Na esplanada, ao fim da tarde

– Não percebo este país. As pessoas estão em baixo, inactivas, sei lá. Não têm dinheiro, não têm não têm, mas os restaurantes estão cheios. Lembra-se daquele restaurante de que lhe falei? Fui lá fazer… compras. Eram 9h30 e a esplanada estava cheia. Lá dentro estava vazio, mas cá fora estava apinhado de gente. Qual é a crise deste país? As pessoas estão cheias de dinheiro mas não compram. Antes também não compravam mas agora é pior. Eu tenho e compro. Mas isto, sabe, é tudo a comunicação social. Distorcem tudo, fazem um grande alarido com tudo. Você viu a conferência de ontem do Dr. Paulo Portas e da Drª. Albuquerque? Gostei muito. Ele de uma sobriedade, de uma eficiência, muito calmo, pausado, coerente. E dela também gosto muito; é séria, competente. Depois lá vieram os jornalistas, com a barragem de perguntas e patati-patatá… impossíveis. Sabe, eu tenho muita confiança que esta “equipe” nos vai fazer sair desta crise. Você viu o encanitado do Seguro? Não sei do que se vangloria: perderam as maiores câmaras do país – Évora, Guarda, até Loures…

O telemóvel da senhora toca e ela atende. Um problema com uma escritura.

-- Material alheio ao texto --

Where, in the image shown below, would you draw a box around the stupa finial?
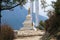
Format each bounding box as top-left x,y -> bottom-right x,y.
28,8 -> 30,14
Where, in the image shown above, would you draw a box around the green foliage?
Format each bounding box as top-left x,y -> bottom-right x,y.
45,15 -> 60,34
37,20 -> 45,30
0,25 -> 14,40
53,0 -> 60,15
45,0 -> 60,35
1,0 -> 26,10
40,21 -> 46,27
13,0 -> 26,5
30,0 -> 34,2
45,15 -> 60,40
40,0 -> 47,11
41,0 -> 60,40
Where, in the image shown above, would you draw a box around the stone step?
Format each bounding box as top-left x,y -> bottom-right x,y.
17,30 -> 45,37
14,36 -> 42,40
14,30 -> 45,40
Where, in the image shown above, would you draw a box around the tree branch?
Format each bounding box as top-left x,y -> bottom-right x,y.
1,4 -> 20,10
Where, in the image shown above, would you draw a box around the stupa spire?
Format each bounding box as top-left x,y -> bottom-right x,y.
28,8 -> 30,14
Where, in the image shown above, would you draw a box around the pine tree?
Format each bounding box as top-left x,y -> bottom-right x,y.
44,0 -> 60,40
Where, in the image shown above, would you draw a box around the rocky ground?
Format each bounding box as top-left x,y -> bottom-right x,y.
14,30 -> 45,40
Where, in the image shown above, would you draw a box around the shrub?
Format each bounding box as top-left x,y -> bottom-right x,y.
0,24 -> 14,40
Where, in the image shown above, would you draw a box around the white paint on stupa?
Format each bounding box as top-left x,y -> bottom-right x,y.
20,8 -> 34,30
33,22 -> 37,31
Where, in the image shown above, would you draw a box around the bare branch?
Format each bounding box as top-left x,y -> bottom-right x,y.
1,4 -> 20,10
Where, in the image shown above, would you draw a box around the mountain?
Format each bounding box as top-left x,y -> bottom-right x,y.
1,6 -> 47,30
32,13 -> 47,23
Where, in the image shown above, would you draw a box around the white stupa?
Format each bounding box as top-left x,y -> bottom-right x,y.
20,8 -> 34,30
14,0 -> 45,40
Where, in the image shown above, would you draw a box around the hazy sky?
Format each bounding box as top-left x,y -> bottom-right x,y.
24,0 -> 56,18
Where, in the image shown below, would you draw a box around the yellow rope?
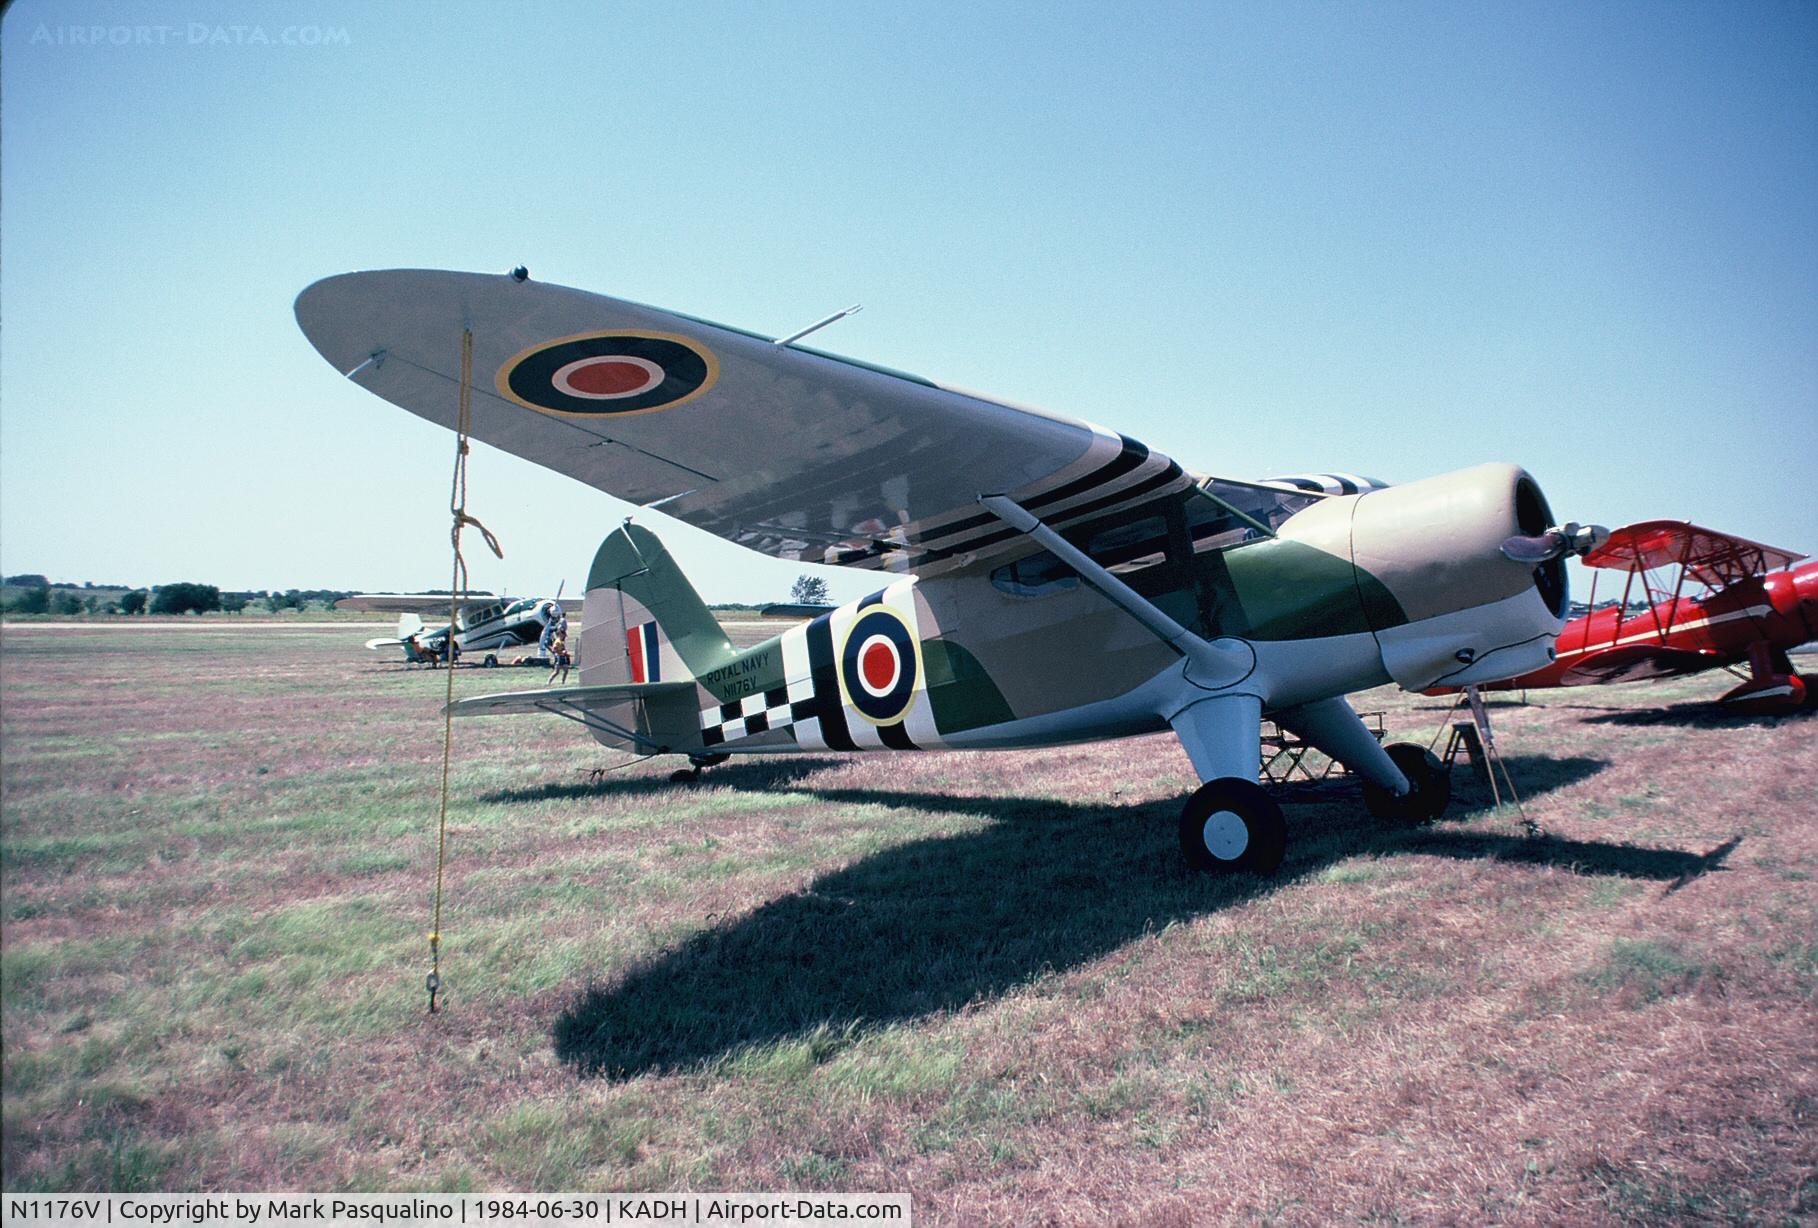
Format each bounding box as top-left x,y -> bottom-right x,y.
427,328 -> 503,1014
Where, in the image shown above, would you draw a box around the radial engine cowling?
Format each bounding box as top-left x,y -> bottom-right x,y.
1276,462 -> 1572,692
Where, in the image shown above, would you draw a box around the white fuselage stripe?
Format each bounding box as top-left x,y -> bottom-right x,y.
1560,604 -> 1769,657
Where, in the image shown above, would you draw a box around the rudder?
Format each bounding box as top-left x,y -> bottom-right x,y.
580,522 -> 735,688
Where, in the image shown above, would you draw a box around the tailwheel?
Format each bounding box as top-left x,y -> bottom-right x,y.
1362,743 -> 1451,824
669,753 -> 729,784
1179,778 -> 1286,875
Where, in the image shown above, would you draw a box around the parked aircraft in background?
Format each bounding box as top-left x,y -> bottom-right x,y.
1435,521 -> 1816,714
298,267 -> 1603,874
337,592 -> 563,666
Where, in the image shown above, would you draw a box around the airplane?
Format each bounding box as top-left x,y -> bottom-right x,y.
296,267 -> 1604,875
336,592 -> 564,666
1432,520 -> 1817,714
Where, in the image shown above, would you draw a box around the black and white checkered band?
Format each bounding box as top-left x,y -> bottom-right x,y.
699,678 -> 817,747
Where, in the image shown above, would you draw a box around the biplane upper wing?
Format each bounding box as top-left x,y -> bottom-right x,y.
1582,520 -> 1806,590
296,270 -> 1194,578
335,593 -> 497,615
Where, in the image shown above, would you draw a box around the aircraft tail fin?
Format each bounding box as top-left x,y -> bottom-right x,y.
581,523 -> 735,687
396,612 -> 425,640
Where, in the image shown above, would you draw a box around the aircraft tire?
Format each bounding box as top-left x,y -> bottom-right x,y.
483,654 -> 498,668
1363,743 -> 1450,824
1179,778 -> 1285,875
669,768 -> 701,784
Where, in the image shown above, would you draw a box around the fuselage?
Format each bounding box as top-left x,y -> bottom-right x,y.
652,464 -> 1573,758
403,598 -> 560,661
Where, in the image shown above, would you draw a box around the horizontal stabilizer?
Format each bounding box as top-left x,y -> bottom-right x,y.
365,636 -> 406,650
448,680 -> 693,718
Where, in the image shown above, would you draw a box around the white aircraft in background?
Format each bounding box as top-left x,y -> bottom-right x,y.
337,592 -> 564,666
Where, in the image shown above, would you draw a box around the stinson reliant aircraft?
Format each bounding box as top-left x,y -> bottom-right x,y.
297,268 -> 1600,874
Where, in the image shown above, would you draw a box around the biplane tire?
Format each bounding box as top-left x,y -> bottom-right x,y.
483,654 -> 498,668
1179,778 -> 1285,875
1362,743 -> 1450,824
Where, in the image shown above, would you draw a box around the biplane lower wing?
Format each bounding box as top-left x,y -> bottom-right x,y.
1556,644 -> 1723,686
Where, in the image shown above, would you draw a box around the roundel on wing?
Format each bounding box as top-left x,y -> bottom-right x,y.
496,331 -> 718,416
839,606 -> 920,725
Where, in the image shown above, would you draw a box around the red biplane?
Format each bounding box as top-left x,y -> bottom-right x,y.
1439,520 -> 1818,714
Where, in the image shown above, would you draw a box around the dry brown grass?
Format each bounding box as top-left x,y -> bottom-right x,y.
2,625 -> 1814,1223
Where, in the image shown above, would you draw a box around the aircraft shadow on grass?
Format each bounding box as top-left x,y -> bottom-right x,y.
549,752 -> 1737,1080
1580,702 -> 1815,730
482,757 -> 845,804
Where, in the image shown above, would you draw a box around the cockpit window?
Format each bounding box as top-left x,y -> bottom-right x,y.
1190,478 -> 1322,543
458,601 -> 506,629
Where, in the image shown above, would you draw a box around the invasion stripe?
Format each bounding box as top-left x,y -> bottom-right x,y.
876,425 -> 1133,548
805,614 -> 857,751
904,436 -> 1155,551
878,721 -> 918,750
945,462 -> 1192,558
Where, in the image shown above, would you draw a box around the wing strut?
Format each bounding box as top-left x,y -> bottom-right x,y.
976,494 -> 1254,693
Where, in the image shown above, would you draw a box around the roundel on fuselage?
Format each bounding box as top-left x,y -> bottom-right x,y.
838,605 -> 919,725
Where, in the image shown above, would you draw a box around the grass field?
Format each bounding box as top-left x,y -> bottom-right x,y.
2,625 -> 1813,1222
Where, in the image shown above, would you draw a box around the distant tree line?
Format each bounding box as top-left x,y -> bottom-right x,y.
2,579 -> 355,616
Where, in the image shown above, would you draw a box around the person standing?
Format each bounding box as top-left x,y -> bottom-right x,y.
546,626 -> 571,685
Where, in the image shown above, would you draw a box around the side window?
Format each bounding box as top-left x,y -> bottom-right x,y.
990,551 -> 1080,598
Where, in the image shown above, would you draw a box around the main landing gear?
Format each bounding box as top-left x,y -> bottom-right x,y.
1719,643 -> 1812,716
1179,778 -> 1287,874
1362,743 -> 1451,824
1171,694 -> 1452,876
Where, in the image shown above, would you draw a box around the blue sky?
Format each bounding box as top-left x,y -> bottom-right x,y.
3,1 -> 1814,603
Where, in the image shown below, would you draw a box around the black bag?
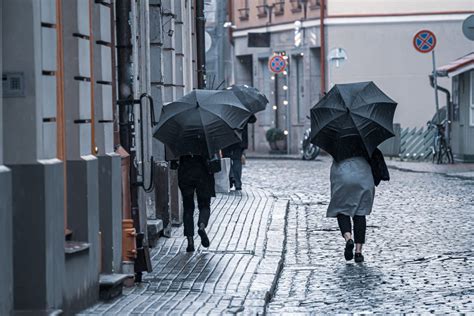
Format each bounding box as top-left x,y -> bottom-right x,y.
369,148 -> 390,186
207,154 -> 222,174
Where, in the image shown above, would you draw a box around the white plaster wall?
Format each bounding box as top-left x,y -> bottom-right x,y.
327,17 -> 473,127
3,0 -> 44,164
328,0 -> 474,16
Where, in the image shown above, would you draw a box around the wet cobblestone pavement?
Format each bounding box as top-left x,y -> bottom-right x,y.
244,157 -> 474,314
81,186 -> 287,315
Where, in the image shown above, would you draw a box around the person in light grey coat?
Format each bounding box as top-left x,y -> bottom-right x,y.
327,156 -> 375,263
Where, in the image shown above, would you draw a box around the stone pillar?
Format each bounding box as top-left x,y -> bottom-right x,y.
3,0 -> 64,312
92,0 -> 123,274
61,0 -> 100,311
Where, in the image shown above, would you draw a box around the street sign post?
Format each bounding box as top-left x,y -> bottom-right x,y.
413,29 -> 440,123
268,54 -> 287,74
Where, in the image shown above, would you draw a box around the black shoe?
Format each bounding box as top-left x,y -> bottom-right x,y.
355,253 -> 364,263
344,239 -> 354,261
198,228 -> 210,248
235,187 -> 242,191
186,237 -> 195,252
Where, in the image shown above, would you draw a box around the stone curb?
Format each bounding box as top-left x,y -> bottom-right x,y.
244,198 -> 289,315
388,164 -> 474,180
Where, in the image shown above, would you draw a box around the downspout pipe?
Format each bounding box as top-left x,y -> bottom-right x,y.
196,0 -> 206,88
429,74 -> 452,143
319,0 -> 326,96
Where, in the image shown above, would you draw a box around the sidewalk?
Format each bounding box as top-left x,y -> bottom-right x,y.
385,158 -> 474,179
81,186 -> 288,315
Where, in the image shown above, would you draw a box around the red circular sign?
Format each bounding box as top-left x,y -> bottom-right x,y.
268,55 -> 287,73
413,30 -> 437,53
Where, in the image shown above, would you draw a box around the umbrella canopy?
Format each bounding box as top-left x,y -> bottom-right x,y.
310,82 -> 397,162
153,90 -> 253,157
227,85 -> 268,114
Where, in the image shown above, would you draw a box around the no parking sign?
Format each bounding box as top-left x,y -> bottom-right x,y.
413,30 -> 436,53
268,54 -> 287,74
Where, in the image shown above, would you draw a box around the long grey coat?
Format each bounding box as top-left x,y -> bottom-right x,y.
327,157 -> 375,218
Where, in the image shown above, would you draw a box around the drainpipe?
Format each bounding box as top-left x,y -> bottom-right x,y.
196,0 -> 206,88
319,0 -> 326,95
429,74 -> 452,144
116,0 -> 153,281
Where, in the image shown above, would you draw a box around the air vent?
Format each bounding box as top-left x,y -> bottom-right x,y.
2,72 -> 25,97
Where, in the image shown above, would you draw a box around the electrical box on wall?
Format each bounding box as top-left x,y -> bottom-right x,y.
2,72 -> 25,97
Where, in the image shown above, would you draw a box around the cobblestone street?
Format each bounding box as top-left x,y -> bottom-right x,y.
244,157 -> 474,314
81,157 -> 474,315
82,187 -> 287,315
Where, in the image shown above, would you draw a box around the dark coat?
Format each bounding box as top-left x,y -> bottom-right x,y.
368,148 -> 390,186
176,155 -> 216,198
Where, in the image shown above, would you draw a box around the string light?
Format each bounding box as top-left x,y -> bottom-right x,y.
270,76 -> 275,80
272,105 -> 277,110
284,130 -> 289,135
283,85 -> 288,90
283,100 -> 289,105
283,71 -> 288,75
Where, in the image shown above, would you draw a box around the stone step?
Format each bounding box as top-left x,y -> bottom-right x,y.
99,273 -> 130,301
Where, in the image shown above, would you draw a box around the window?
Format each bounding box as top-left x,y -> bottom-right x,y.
257,0 -> 268,18
238,0 -> 249,20
274,0 -> 285,16
452,76 -> 460,122
309,0 -> 320,10
470,71 -> 474,126
290,0 -> 302,13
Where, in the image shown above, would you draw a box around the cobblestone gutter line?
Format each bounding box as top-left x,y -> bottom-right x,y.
244,198 -> 289,315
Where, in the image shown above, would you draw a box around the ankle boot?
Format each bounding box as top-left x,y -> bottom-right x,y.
186,237 -> 195,252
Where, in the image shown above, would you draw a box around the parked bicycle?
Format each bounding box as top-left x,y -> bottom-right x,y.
428,119 -> 454,164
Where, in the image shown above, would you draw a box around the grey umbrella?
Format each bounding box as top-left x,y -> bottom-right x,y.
310,82 -> 397,162
227,85 -> 269,114
153,90 -> 253,157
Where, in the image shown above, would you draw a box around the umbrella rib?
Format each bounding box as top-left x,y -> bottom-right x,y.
197,108 -> 213,157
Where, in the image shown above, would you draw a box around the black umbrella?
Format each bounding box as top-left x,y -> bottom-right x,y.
153,90 -> 252,157
310,82 -> 397,162
227,85 -> 269,114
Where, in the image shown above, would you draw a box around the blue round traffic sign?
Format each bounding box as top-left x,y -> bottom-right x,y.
413,30 -> 436,53
268,55 -> 287,73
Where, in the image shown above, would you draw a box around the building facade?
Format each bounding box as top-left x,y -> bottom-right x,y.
230,0 -> 474,154
437,53 -> 474,162
1,0 -> 198,314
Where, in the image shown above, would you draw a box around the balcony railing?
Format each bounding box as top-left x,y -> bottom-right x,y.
290,0 -> 302,13
238,7 -> 250,20
274,1 -> 285,16
309,0 -> 321,10
256,4 -> 267,18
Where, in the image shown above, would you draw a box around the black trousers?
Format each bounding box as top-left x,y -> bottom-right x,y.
182,194 -> 211,237
177,156 -> 214,237
337,214 -> 366,244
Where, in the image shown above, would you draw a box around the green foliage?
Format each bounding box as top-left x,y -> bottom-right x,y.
265,127 -> 285,142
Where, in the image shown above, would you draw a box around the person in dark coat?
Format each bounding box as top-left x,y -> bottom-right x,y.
327,148 -> 389,263
222,115 -> 256,190
171,153 -> 216,252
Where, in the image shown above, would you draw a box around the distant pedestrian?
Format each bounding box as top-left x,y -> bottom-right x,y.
222,115 -> 256,191
327,148 -> 389,262
171,153 -> 218,252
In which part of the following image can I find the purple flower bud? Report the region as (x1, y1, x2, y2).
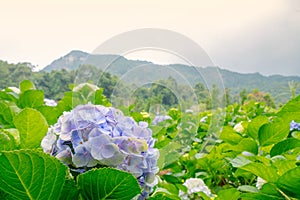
(290, 120, 300, 131)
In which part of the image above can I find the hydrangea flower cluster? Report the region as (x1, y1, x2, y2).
(290, 120, 300, 131)
(179, 178, 213, 199)
(41, 103, 159, 199)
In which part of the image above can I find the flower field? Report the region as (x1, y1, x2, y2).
(0, 80, 300, 199)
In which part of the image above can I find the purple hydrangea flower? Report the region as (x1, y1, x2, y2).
(152, 115, 171, 125)
(290, 120, 300, 131)
(41, 103, 159, 199)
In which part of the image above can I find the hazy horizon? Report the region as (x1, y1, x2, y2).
(1, 0, 299, 76)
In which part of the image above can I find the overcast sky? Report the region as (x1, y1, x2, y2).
(0, 0, 299, 76)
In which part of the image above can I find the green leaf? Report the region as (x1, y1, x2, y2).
(161, 175, 181, 184)
(247, 116, 269, 139)
(19, 80, 35, 93)
(158, 142, 181, 169)
(148, 192, 180, 200)
(216, 188, 240, 200)
(0, 101, 19, 128)
(38, 106, 61, 125)
(241, 162, 279, 182)
(239, 193, 284, 200)
(277, 167, 300, 198)
(59, 179, 79, 200)
(19, 90, 44, 108)
(77, 168, 141, 200)
(0, 150, 67, 200)
(0, 90, 18, 102)
(230, 156, 252, 168)
(258, 120, 289, 147)
(220, 126, 243, 145)
(57, 92, 84, 111)
(90, 89, 111, 107)
(237, 185, 259, 193)
(229, 138, 258, 155)
(271, 156, 297, 176)
(0, 189, 10, 199)
(260, 183, 283, 198)
(270, 138, 300, 157)
(158, 182, 179, 196)
(0, 130, 17, 151)
(14, 108, 48, 148)
(277, 95, 300, 122)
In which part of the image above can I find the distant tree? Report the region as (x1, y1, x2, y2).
(194, 82, 208, 103)
(35, 69, 75, 99)
(206, 84, 220, 109)
(239, 89, 248, 104)
(247, 89, 276, 108)
(222, 88, 232, 106)
(288, 80, 299, 99)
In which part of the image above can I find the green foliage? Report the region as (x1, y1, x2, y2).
(0, 150, 67, 200)
(77, 168, 141, 200)
(0, 77, 300, 199)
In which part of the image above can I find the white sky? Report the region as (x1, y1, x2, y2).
(0, 0, 299, 75)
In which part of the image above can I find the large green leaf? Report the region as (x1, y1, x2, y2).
(77, 168, 141, 200)
(19, 90, 44, 108)
(247, 116, 269, 139)
(0, 150, 67, 200)
(258, 119, 289, 147)
(277, 95, 300, 122)
(13, 108, 48, 148)
(270, 138, 300, 157)
(241, 163, 279, 182)
(277, 167, 300, 199)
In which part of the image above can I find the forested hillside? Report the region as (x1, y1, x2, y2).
(43, 50, 300, 104)
(1, 51, 299, 111)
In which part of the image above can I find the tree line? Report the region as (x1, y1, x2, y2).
(0, 61, 282, 112)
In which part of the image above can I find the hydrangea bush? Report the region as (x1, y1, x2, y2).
(41, 103, 159, 199)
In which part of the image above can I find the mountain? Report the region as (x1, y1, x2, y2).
(43, 50, 151, 72)
(42, 50, 300, 103)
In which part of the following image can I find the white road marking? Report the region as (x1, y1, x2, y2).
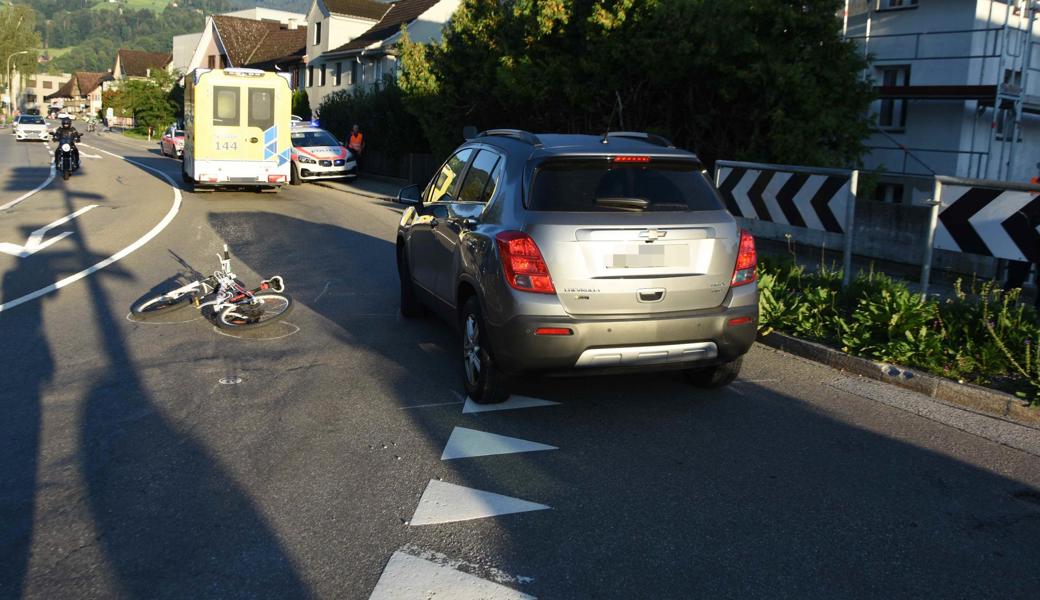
(398, 400, 465, 410)
(462, 395, 561, 414)
(79, 152, 102, 159)
(441, 427, 557, 460)
(0, 204, 97, 257)
(369, 551, 536, 600)
(0, 160, 56, 211)
(409, 480, 550, 526)
(0, 147, 181, 313)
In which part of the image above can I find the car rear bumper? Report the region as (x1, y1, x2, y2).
(484, 287, 758, 374)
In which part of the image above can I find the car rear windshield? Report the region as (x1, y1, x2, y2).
(291, 131, 339, 147)
(20, 116, 44, 125)
(528, 159, 724, 212)
(175, 130, 185, 137)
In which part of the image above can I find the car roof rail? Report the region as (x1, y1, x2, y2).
(605, 131, 675, 148)
(479, 129, 543, 147)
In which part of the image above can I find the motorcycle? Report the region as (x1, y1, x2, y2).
(52, 131, 81, 181)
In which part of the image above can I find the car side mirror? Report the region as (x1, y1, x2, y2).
(397, 184, 421, 206)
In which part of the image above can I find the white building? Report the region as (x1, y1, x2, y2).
(845, 0, 1040, 197)
(304, 0, 458, 111)
(16, 72, 71, 113)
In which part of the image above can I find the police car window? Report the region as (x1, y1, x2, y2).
(457, 150, 501, 203)
(291, 131, 339, 146)
(425, 149, 473, 204)
(213, 86, 239, 126)
(248, 88, 274, 130)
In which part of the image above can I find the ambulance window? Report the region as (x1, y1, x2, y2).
(249, 88, 274, 130)
(213, 87, 239, 126)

A outra, calmamente vê as mensagens no seu aparelho. São duas velhas senhoras, que rondam os setenta anos, ou talvez não tanto. Desde o início ao fim, a conversa política é pontilhada e interrompida pelos telemóveis, pelas tiradas sobre e-mails enviados e recebidos, pelas escrituras feitas e por fazer, os créditos recebidos ou a pedir. As roupas são simples, simplórias, mas caras e beatas, de cores escuras e lisas fora as camisas de chita aparência. Saias bem abaixo dos joelhos gordos, casacos de malha esticados sobre os ombros largos e baixos, os óculos escuros e maciços mosqueando-lhes os rostos empoeirados.

Aqui, em vez de se falar da Igreja e do Senhor Padre, fala-se de política hardcore, de negócios simples e complexos e também do Senhor Professor, quando não do Senhor Doutor. São duas senhoras de boas famílias e de bons dinheiros, como vão atestando as interrupções familiares ao telemóvel, com muitos filhos, muitos computadores e muitas problemáticas eternamente burguesas à mistura. São também duas velhas senhoras que ocupam lugares relevantes no organigrama lisboeta do PSD. E são um dos retratos do país.

Levantam-se do café para ir embora, andando pesada e lentamente. Eu pago e venho-me embora, enrolando o JL na mão, cabisbaixo e pensativo. E na rua antes da minha sou abordado por um homem do lixo, um funcionário municipal da idade daquelas outras senhoras, de ar muito mais humilde a cansado, que me pergunta esperançoso se já li o jornal e mo pede encarecidamente. A minha vontade é dizer que sim e a primeira reacção é dizê-lo, embora me ocorra só mostrar que se trata do JL e não de um jornal de notícias correntes, como se isso fosse capaz de lhe tolher o interesse. Para meu espanto, ainda se mostrou mais interessado. Porém, ao abri-lo para mostrar a primeira página, relembrei que anotara extensamente várias partes do jornal e acabei por dizer que não podia dispensá-lo. Percorri o resto da rua irritado, envergonhado, com vontade de arrancar as folhas manuscritas e de dar o resto ao homem, com vontade de o ir apresentar às outras duas senhoras do café, pois os retratos, por vezes, pecam por ser muito vazios, errados e solitários.